Tachechana first stripped her person of every vestige of those rude but highly prized ornaments, which the liberality of her husband had been wont to lavish on her, and she tendered them meekly, and without a murmur, as an offering to the superiority of Inez. The bracelets were forced from her wrists, the complicated mazes of beads from her leggings, and the broad silver band from her brow. Then she paused, long and painfully. But it would seem, that the resolution, she had once adopted, was not to be conquered by the lingering emotions of any affection, however natural. The boy himself was next laid at the feet of her supposed rival, and well might the self-abased wife of the Teton believe that the burden of her sacrifice was now full.

While Inez and Ellen stood regarding these several strange movements with eyes of wonder, a low soft musical voice was heard saying in a language, that to them was unintelligible—

“A strange tongue will tell my boy the manner to become a man. He will hear sounds that are new, but he will learn them, and forget the voice of his mother. It is the will of the Wahcondah, and a Sioux girl should not complain. Speak to him softly, for his ears are very little; when he is big, your words may be louder. Let him not be a girl, for very sad is the life of a woman. Teach him to keep his eyes on the men. Show him how to strike them that do him wrong, and let him never forget to return blow for blow. When he goes to hunt, the flower of the Pale-faces,” she concluded, using in bitterness the metaphor which had been supplied by the imagination of her truant husband, “will whisper softly in his ears that the skin of his mother was red, and that she was once the Fawn of the Dahcotahs.”

Tachechana pressed a kiss on the lips of her son, and withdrew to the farther side of the lodge. Here she drew her light calico robe over her head, and took her seat, in token of humility, on the naked earth. All efforts, to attract her attention, were fruitless. She neither heard remonstrances, nor felt the touch. Once or twice her voice rose, in a sort of wailing song, from beneath her quivering mantle, but it never mounted into the wildness of savage music.
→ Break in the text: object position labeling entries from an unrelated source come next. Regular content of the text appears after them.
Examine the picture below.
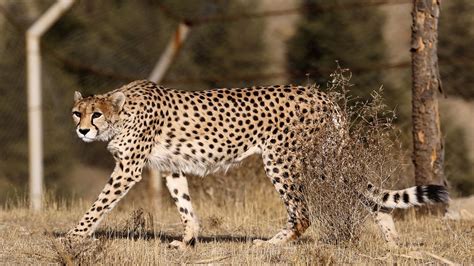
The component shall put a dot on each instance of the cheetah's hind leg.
(278, 170)
(178, 186)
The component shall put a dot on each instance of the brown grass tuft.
(67, 251)
(338, 161)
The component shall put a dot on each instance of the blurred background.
(99, 45)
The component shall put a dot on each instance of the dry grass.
(129, 236)
(338, 160)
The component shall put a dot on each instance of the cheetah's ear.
(77, 96)
(118, 100)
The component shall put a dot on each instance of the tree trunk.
(428, 153)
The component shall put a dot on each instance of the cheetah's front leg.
(178, 186)
(124, 176)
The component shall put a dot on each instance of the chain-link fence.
(100, 45)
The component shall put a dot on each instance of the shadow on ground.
(163, 236)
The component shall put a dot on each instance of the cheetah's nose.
(83, 131)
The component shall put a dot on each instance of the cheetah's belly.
(165, 160)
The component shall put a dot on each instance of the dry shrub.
(337, 162)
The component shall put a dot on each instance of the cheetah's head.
(96, 116)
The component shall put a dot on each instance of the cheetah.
(197, 133)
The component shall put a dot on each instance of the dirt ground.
(134, 234)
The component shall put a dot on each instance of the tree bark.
(428, 153)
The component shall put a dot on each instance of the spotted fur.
(201, 132)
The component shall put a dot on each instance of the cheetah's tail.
(405, 198)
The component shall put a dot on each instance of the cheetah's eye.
(96, 115)
(77, 114)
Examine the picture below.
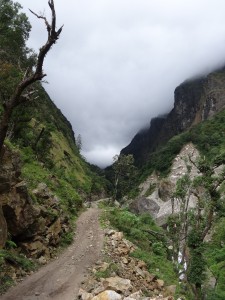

In this manner she remained unseen for hours, while events were occurring without the lodge, which not only materially changed the complexion of her own fortunes, but left a lasting and deep impression on the future movements of the wandering Sioux.

CHAPTER XXVII

I’ll no swaggerers: I am in good name and fame with the very best:—shut the door;—there come no swaggerers here: I have not lived all this while, to have swaggering now: shut the door, I pray you.
—King Henry IV.

Mahtoree encountered, at the door of his lodge, Ishmael, Abiram, and Esther. The first glance of his eye, at the countenance of the heavy-moulded squatter, served to tell the cunning Teton, that the treacherous truce he had made, with these dupes of his superior sagacity, was in some danger of a violent termination.

“Look you here, old grey-beard,” said Ishmael, seizing the trapper, and whirling him round as if he had been a top; “that I am tired of carrying on a discourse with fingers and thumbs, instead of a tongue, ar’ a natural fact; so you’ll play linguister and put my words into Indian, without much caring whether they suit the stomach of a Red-skin or not.”

“Say on, friend,” calmly returned the trapper; “they shall be given as plainly as you send them.”

“Friend!” repeated the squatter, eyeing the other for an instant, with an expression of indefinable meaning. “But it is no more than a word, and sounds break no bones, and survey no farms. Tell this thieving Sioux, then, that I come to claim the conditions of our solemn bargain, made at the foot of the rock.”